Understanding Axolotl Diseases and Remedies

While an axolotl may fall ill sometimes, its chances of bouncing back and continuing to live a healthy life are dependent on timely interventions.

Hence, it is crucial to learn your pet’s usual behavior so that when its daily patterns change, you can immediately tell that something is amiss.

This also entails observing your axolotl’s body keenly to notice any changes immediately. Knowing the potential diseases the pet salamander may catch is also important, as it gives you the chance to seek proper and timely treatment.

FAQs

What are Causes of Axolotl Death?

Quite like other pets, axolotls can die from many causes including poor care and handling in captivity, as well as from accidents.

In the wild, the main dangers faced by these salamanders are predators like tilapia and carp, as well as water pollution from human activities. 

Can Axolotls live forever?

No!
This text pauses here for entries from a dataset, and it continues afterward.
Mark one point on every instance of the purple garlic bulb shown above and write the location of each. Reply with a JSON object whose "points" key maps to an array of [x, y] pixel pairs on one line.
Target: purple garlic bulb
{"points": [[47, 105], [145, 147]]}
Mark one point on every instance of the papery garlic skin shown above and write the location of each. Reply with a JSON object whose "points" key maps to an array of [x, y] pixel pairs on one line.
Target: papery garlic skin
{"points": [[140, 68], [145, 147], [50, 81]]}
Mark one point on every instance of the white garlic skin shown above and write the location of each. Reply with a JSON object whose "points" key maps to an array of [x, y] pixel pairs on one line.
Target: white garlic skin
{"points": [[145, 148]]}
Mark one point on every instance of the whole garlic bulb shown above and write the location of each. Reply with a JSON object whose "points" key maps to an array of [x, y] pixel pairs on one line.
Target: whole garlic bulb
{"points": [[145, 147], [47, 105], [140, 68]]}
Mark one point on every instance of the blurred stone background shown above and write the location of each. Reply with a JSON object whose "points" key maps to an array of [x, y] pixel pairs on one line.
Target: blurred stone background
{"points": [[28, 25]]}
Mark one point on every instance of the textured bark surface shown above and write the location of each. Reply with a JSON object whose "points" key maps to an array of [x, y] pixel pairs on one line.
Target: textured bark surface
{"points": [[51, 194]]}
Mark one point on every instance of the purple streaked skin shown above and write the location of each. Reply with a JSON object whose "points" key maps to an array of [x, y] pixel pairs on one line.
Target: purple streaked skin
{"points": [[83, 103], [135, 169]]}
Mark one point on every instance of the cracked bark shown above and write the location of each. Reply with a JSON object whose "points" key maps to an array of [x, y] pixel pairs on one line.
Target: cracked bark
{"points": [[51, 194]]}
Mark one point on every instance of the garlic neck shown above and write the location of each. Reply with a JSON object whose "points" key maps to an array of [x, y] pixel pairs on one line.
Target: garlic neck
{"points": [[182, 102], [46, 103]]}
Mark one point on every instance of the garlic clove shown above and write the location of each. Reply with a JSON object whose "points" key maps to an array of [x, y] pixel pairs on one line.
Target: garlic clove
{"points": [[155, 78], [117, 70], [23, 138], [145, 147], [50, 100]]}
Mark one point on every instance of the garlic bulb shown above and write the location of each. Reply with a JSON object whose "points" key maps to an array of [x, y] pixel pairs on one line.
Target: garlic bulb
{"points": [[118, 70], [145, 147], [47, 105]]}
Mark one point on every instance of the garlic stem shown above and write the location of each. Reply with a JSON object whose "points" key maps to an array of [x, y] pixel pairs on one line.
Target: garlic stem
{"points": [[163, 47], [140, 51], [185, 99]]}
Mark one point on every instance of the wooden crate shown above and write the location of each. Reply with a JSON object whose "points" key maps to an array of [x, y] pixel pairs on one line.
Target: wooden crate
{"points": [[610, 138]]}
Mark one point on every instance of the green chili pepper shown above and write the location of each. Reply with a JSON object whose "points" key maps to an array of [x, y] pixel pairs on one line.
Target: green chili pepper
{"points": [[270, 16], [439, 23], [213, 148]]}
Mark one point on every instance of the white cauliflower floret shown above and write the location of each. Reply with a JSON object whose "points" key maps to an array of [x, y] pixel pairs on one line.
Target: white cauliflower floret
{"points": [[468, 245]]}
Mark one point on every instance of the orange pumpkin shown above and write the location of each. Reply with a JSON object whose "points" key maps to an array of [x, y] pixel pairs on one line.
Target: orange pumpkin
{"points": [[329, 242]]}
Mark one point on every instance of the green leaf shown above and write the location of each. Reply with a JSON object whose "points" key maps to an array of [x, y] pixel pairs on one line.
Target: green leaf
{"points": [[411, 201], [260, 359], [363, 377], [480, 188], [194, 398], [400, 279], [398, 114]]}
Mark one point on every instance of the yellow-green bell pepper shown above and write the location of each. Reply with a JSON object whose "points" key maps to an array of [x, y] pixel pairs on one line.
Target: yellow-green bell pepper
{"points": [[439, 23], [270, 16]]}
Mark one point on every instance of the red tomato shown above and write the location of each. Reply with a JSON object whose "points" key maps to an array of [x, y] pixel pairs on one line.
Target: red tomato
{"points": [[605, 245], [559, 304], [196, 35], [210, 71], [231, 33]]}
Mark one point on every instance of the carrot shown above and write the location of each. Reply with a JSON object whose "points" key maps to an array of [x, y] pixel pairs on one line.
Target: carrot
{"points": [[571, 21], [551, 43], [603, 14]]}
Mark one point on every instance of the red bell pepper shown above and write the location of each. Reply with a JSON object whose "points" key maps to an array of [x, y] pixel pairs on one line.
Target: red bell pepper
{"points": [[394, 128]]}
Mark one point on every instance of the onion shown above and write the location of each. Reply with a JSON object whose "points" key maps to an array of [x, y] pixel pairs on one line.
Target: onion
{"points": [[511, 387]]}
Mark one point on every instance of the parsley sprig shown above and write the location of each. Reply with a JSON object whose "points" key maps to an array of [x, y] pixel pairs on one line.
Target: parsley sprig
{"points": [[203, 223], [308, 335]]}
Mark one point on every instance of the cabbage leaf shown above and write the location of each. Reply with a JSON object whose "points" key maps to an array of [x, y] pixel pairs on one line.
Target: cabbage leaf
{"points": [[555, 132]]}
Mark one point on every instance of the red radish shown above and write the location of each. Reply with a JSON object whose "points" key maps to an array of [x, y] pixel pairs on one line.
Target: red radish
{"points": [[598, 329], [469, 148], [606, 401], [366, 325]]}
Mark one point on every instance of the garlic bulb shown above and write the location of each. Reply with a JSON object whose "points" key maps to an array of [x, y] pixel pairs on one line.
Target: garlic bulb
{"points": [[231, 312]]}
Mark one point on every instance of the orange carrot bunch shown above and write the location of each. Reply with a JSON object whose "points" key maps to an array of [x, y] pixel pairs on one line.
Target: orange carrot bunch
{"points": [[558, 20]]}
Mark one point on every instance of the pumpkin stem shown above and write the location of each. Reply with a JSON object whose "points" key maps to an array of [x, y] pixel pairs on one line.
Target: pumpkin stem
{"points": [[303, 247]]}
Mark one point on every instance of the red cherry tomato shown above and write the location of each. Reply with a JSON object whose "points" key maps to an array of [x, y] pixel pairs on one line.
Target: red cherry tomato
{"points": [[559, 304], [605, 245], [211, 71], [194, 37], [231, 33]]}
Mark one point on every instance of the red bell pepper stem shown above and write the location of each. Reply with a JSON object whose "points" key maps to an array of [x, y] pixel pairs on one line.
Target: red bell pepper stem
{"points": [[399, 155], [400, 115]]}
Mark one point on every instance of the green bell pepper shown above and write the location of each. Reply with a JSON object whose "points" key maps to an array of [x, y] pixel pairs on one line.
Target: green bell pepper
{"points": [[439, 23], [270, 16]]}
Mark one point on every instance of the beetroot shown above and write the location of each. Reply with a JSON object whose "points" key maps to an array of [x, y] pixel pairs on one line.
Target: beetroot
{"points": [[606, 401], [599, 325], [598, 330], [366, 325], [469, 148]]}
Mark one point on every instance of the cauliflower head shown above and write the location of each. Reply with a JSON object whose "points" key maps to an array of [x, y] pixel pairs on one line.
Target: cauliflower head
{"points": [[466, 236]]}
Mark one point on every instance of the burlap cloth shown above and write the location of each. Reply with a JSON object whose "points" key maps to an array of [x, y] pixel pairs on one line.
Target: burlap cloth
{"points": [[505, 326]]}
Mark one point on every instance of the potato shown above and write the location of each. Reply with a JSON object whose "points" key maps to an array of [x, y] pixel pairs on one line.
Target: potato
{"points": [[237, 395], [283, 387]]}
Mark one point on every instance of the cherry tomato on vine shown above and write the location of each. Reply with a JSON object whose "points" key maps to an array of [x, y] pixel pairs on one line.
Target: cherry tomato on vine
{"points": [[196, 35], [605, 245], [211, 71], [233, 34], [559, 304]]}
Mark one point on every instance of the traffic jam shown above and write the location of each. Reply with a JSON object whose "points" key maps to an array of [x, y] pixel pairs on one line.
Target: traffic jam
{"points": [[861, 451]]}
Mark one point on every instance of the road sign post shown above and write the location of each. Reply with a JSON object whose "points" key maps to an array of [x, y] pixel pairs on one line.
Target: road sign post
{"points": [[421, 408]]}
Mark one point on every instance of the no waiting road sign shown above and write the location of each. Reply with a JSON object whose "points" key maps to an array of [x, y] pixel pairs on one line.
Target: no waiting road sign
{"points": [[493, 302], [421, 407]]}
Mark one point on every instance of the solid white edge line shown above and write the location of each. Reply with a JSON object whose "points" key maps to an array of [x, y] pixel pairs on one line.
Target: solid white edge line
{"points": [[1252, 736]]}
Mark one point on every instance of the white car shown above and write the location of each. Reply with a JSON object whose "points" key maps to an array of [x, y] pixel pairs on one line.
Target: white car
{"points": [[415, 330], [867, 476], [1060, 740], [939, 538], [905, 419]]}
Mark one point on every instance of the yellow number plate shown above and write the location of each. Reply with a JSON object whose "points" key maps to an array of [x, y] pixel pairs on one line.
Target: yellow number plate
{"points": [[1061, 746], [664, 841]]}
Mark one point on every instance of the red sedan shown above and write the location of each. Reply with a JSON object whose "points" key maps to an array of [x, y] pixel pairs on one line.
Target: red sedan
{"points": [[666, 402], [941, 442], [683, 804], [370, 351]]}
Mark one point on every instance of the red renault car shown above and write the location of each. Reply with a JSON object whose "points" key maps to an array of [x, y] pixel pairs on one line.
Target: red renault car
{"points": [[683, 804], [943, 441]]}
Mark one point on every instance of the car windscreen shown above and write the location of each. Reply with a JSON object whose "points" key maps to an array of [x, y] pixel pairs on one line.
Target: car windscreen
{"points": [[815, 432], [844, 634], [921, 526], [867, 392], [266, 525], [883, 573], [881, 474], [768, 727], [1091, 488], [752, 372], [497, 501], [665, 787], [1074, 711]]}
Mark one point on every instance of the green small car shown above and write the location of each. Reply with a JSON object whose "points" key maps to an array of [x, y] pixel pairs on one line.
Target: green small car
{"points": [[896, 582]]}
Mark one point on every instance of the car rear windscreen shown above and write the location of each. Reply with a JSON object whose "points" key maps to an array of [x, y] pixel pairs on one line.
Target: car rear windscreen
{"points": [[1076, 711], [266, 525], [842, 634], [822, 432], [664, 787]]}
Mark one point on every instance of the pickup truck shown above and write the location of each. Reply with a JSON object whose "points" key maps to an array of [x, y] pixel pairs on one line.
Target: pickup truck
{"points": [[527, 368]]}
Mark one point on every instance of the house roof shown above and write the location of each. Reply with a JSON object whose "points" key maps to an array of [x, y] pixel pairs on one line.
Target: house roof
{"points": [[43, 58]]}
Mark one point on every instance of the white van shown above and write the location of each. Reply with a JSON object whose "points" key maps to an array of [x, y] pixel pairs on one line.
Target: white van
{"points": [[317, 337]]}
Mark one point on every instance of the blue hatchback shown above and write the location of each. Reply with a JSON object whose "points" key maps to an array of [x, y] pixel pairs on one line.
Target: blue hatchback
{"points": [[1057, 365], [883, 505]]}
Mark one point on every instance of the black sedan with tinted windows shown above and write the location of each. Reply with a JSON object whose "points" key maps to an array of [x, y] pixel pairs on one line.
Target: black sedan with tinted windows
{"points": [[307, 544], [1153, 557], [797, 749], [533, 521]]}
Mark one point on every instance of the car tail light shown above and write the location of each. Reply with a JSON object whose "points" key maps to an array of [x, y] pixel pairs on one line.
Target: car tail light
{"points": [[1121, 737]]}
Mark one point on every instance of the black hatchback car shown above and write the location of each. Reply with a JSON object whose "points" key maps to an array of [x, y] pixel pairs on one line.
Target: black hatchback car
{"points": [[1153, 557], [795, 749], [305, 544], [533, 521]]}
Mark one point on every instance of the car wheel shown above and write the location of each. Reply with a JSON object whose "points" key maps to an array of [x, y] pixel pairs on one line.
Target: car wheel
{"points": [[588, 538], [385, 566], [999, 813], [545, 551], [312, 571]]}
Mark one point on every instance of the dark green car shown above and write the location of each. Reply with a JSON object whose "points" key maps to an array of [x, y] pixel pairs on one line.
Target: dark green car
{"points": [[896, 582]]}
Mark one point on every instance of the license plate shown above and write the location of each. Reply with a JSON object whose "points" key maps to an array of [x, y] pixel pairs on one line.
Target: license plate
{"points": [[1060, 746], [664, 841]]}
Like every other living organism, axolotls die eventually. In the wild, they can live between 5 to 10 years.

Their average life expectancies increase to between 10 to 15 years in captivity, with averages of 12.

Are Axolotls happy in captivity?

This depends on how well they are cared for. With generally longer lifespans in captivity, it may well be the case that they are happier when kept as pets.

Do axolotls get lonely?

No! Axolotls tend to thrive when living alone, and loneliness is rarely a challenge to them. When kept with other fishes in the same tank, they may attack and feed on them. 

How do I know if my axolotl is happy?

Swimming around, occasionally rising to the top for a gulp of air, and eating as expected are obvious signs of a happy axolotl.

Add a hide or two in the tank and your salamander will likely be happier.

How long can an axolotl live out of water?

Axolotls’ anatomies are not geared for life on land, and may therefore not live out of water.

In the event that they jump out of their tanks accidentally, they may not live for more than 15 minutes on the ground.

Conclusion

Axolotls in captivity tend to outlive those in the wild because the usual dangers they face in nature are controlled better in an aquarium.

Nevertheless, even as kept pets, a number of factors may impact the life expectancy of your beloved pet salamander. 

Choosing a healthy pet from the start, and ensuring that it is given ideal care in a safe environment are all important in giving it a long life.

A right-sized tank, sufficient nutrition, proper care and observation, and hides in the aquarium will go a long way in pushing an axolotl’s lifespan closer to 15 years.